Nella valle interiore dalla corporea gravità
l’uomo sviluppa bene materiale continuità
e nella coscienza della sì infinita possibilità
controlla necessità nella razionale volontà
intendendo spirituale la sua propria libertà.
Nella valle interiore dalla corporea gravità
l’uomo sviluppa bene materiale continuità
e nella coscienza della sì infinita possibilità
controlla necessità nella razionale volontà
intendendo spirituale la sua propria libertà.
Nel ben natural biologico istinto
di potenza è all’uomo la volontà
nell’equilibrio razionale respinto
nell’ecceder la semplice vitalità.
Da I. Kant già definitane la conoscitiva impossibilità
la metafisica resta nella filosofica contemporaneità
e da Hegel pure ricondotta alla dialettica razionalità
da Schopenhauer intuizione suo strumento si vedrà
nella fede cristiana di kierkegaardiana esistenzialità
e dopo la marxiana materialistica dialettica storicità
oltre meccanicistica positivistica assoluta fattualità
bene in bergsoniana spiritualistica evolutiva vitalità
e nella diltheyana storicistica scientifica spiritualità
fino alla adorniana dialettica negativa della società.

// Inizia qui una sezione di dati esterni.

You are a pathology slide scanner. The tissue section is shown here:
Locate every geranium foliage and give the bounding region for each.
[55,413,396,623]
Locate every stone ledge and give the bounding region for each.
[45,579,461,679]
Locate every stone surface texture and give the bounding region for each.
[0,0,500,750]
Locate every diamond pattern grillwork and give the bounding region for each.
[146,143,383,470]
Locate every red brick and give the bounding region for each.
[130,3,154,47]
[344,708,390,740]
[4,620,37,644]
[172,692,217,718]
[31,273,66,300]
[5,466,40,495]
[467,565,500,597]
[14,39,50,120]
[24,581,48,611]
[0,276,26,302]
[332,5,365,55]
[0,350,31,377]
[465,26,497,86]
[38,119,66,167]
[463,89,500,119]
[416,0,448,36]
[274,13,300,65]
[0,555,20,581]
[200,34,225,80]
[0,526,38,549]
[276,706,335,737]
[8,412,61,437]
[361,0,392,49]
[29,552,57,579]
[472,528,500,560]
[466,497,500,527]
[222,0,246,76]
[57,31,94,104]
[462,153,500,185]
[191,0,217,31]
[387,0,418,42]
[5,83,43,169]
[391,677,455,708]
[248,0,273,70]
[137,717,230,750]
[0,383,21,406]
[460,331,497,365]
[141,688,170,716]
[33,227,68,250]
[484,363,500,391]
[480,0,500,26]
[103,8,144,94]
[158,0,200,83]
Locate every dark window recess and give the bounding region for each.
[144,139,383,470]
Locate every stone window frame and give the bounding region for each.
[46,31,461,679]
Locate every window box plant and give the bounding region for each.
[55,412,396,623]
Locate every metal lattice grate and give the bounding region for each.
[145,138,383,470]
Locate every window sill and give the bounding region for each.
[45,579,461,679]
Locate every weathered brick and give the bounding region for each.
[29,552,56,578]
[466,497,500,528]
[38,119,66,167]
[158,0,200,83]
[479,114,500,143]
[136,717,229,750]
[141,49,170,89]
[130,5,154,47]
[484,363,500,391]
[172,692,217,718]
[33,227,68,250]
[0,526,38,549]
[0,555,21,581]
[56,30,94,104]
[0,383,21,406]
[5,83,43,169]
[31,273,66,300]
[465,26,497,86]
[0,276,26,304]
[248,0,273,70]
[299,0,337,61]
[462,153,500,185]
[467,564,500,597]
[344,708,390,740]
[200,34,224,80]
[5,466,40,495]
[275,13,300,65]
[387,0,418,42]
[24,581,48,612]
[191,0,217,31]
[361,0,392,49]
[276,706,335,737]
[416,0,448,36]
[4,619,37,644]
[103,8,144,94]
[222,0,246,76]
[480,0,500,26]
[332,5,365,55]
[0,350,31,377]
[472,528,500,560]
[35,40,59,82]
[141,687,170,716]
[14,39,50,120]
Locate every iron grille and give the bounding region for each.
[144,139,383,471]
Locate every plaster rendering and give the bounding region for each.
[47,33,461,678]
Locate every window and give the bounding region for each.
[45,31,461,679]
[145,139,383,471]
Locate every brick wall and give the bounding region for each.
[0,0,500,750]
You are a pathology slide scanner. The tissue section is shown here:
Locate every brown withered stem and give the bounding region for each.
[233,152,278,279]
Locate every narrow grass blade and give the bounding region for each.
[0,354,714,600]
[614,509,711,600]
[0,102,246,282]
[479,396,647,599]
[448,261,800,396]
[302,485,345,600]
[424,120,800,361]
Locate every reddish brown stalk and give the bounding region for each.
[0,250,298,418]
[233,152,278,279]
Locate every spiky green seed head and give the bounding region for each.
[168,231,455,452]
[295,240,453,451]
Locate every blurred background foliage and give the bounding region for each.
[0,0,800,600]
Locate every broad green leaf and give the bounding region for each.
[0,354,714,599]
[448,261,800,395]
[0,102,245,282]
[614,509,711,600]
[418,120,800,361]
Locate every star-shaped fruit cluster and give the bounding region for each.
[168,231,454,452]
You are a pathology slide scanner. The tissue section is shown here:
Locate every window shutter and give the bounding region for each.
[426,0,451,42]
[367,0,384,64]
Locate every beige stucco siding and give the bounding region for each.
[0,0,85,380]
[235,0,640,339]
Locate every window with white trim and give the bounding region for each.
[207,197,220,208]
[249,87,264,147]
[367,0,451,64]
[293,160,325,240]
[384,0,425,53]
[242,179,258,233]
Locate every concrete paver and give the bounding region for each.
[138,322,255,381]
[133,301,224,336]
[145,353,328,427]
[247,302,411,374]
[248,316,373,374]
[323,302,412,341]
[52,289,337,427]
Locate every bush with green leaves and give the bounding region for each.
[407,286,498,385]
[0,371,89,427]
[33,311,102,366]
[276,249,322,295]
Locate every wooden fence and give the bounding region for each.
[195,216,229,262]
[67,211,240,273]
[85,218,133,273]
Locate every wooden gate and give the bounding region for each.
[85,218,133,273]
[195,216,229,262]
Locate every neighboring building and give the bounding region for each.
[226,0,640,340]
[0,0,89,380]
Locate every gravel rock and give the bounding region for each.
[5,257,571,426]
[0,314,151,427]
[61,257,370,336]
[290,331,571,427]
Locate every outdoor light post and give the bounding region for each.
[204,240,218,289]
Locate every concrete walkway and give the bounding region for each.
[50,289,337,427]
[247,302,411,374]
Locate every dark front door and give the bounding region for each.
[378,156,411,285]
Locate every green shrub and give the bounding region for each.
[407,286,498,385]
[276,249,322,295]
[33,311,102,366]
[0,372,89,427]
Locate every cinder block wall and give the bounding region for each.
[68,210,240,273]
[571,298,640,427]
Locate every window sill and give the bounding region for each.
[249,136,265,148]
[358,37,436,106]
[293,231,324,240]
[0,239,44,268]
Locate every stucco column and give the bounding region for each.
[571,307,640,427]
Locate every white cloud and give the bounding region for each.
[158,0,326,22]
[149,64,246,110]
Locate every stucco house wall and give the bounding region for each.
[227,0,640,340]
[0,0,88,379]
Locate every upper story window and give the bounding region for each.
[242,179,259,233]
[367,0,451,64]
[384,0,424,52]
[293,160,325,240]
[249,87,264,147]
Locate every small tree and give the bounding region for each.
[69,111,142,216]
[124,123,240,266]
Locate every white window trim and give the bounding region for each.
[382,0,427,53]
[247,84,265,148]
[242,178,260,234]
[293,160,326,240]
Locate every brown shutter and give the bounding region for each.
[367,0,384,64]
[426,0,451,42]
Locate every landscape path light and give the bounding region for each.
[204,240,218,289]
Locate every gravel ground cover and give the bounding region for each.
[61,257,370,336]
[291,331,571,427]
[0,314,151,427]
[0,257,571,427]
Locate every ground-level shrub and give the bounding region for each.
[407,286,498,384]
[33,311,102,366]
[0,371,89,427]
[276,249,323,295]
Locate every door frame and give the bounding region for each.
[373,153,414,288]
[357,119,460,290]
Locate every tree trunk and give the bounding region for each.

Nella stabile reale processualità
tempo è galantuomo da fedeltà
alla gentildonna oggettiva verità.
Emula sì dei buoni bei giochi di Felicetto
dal coronavirus ben acquisita l’immunità
colla mascherina proprio ultimo elmetto
l’umanità operare e curare potrà in unità.
Nella discontinua continuità colla natura
la autocosciente umanità ha sì la cultura
e della culturale civiltà nella sì etica cura
guardare non potrà alla sociale struttura
secondo evoluzionismo di biologia pura.
Gravata sì dalla corporea prigionia
la umana nostra materiale energia
da naturale distingue culturale via
tra la vitalità e la sana melanconia
per morale civile sociale armonia.
D’infinito la paradossalità
è sì nell’ubiqua continuità
e del continuo la ubiquità
riconduce alla ripetitività
della ben spaziale infinità.
Di esistenza ed esperienza umana misura
è la caverna da fuoco di legna della natura
a scuro carboncino della simbolica cultura
e dalla alba al tramonto nella ragione pura
uomo mira poi a stabile ordinata struttura.
Increspando sì bene l’acqua dell’istintiva naturalità
per l’uomo angosciosa pandemia sospende sicurtà
dello specchio riflettente la individuale bella vitalità
e nella ben rammentata personale umana mortalità
ognuno si ritrova nell’altro in sì reciproca solidarietà.